Another typical problem is leaks after replacement. If after a day or two drops of antifreeze appear under the car, check:
- Tightening drain plugs and pipe clamps.
- Condition of the O-rings (when replacing again, it is recommended to replace them with new ones).
- Integrity of the expansion tank (at Juke it often cracks near the fittings).
FAQ: answers to frequently asked questions
Is it possible to put a different color of antifreeze in the Juke, for example red instead of green?
The color of antifreeze does not determine its properties - it is just a dye. However green original Nissan L255N is classified as G11, and most reds are classified as G12+. These fluids have different additive compositions and incompatible among themselves. If you want to switch to red antifreeze, be sure to flush the system.
How much antifreeze is needed for a complete replacement on Nissan Juke 1.6?
Total volume of the cooling system - 6.5–7 liters. However, when replacing without flushing, about 5–5.5 liters leak out (the rest remains in the block). Therefore, take 7–8 liters so that there is enough for topping up and possible rinsing.
How often should I check the antifreeze level after replacement?
Check the level for the first 3–5 days daily (in the morning on a cold engine). Then it is enough to monitor it once a month. The level should be between the "MIN" and "MAX" marks on the expansion tank. A drop in level may indicate a water leak or evaporation (in this case, add distilled water).
Can antifreeze concentrate be used without dilution?

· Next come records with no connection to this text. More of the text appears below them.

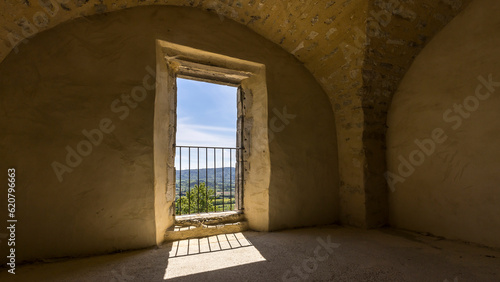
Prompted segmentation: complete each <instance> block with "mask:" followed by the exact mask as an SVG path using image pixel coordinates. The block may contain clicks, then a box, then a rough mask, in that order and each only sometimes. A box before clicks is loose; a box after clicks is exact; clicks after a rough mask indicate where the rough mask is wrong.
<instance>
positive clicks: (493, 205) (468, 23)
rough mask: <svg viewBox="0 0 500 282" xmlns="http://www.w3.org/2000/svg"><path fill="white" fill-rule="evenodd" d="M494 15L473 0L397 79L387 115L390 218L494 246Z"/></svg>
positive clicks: (495, 47) (479, 1)
mask: <svg viewBox="0 0 500 282" xmlns="http://www.w3.org/2000/svg"><path fill="white" fill-rule="evenodd" d="M499 14H500V3H499V2H498V1H495V0H476V1H474V2H473V3H472V4H470V5H469V6H468V7H467V8H466V10H465V11H464V12H462V13H461V14H460V15H459V16H457V18H455V19H454V20H453V21H452V22H451V23H450V24H449V25H448V26H447V27H446V28H445V29H444V30H443V31H442V32H441V33H439V34H438V35H437V36H436V37H435V38H434V40H433V41H432V42H431V43H429V44H428V45H427V47H426V48H425V49H424V50H423V51H422V53H421V54H420V55H419V57H417V59H416V60H415V63H414V64H413V66H412V67H411V68H410V70H409V71H408V73H407V74H406V76H405V78H404V80H403V82H402V83H401V86H400V87H399V89H398V91H397V93H396V95H395V97H394V100H393V103H392V105H391V110H390V112H389V117H388V123H389V129H388V135H387V144H388V153H387V156H388V159H387V161H388V169H389V171H390V172H392V173H394V175H393V177H394V178H393V179H392V181H393V182H392V183H393V184H394V185H393V188H394V191H393V192H392V193H390V197H389V199H390V222H391V224H392V225H395V226H397V227H401V228H405V229H411V230H417V231H424V232H430V233H433V234H435V235H439V236H444V237H447V238H453V239H460V240H465V241H470V242H475V243H480V244H484V245H488V246H494V247H500V217H499V216H498V215H499V214H500V187H499V185H498V183H500V173H499V172H500V150H499V148H498V144H499V142H500V135H499V130H498V128H499V127H500V121H499V111H498V109H499V107H500V96H499V95H500V55H499V53H498V46H500V32H499V29H498V27H499V26H500V19H499V18H498V15H499ZM488 81H489V82H488ZM491 81H493V82H491ZM417 143H418V144H420V145H418V144H417ZM419 151H420V152H419ZM402 159H404V160H402ZM396 174H397V175H398V176H395V175H396ZM398 177H401V178H398ZM403 181H404V182H403Z"/></svg>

No! The concentrate must be diluted with distilled water in a 1:1 ratio (for climates with temperatures down to -37°C). Pure concentrate freezes at -15°C and does not provide adequate corrosion protection. The exception is short-term use in emergency situations (for example, during a leak on the road).
What should you do if, after replacing the antifreeze, the engine starts to overheat?
Reasons for overheating after replacement:
- Air lock — you need to bleed the air through the fitting on the return pipe.
- Faulty thermostat — check whether it opens when heated (the temperature on the device should gradually rise to 90°C and stabilize).
- Clogged radiator — if washing does not help, dismantling and cleaning is required.
- Incorrect antifreeze concentration — check with a hydrometer (optimal density 1.070–1.080 g/cm³).
If the problem persists, get it checked - the water pump or temperature sensor may be faulty.